Reasonable time is that amount of time which is fairly necessary, conveniently, to do whatever is required to be done, as soon as circumstances permit.

This phrase is a U.S. legal term that has been a topic of controversy for many years. It is generally used in reference to  performing an action or remitting payment, but this is a very vague term which causes litigation problems in many court cases. Uniform Commercial Code section 2-206(2) requires that acceptance of an offer be made within a "reasonable time" if no time is specified:

European Union law refers in the Charter of Fundamental Rights of the European Union to:
A right to good administration:
Every person has the right to have his or her affairs handled impartially, fairly and within a reasonable time by the institutions, bodies, offices and agencies of the Union (Article 41)
A right to an effective remedy and to a fair trial:
Everyone is entitled to a fair and public hearing within a reasonable time by an independent and impartial tribunal previously established by law (Article 47).

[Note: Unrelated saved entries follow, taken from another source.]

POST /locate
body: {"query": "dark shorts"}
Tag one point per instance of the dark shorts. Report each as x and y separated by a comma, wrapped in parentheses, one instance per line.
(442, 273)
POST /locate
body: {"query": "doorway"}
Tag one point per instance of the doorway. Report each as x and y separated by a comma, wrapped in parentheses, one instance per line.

In 1998 the European Court of Justice reduced the fine imposed on German business Baustahlgewebe for breach of the EU competition rules. In 1989 the European Commission had adopted a determination that 14 producers of welded steel mesh had engaged in unlawful restrictions of competition. Baustahlgewebe appealed against the decision on 20 October 1989 but the Court of First Instance did not rule on the case until 6 April 1995, five years and six months later. The Court of Justice held that the case had not been determined within a reasonable time and reduced the ECU 3 million fine by ECU 50,000 (a reduction of 1.67%).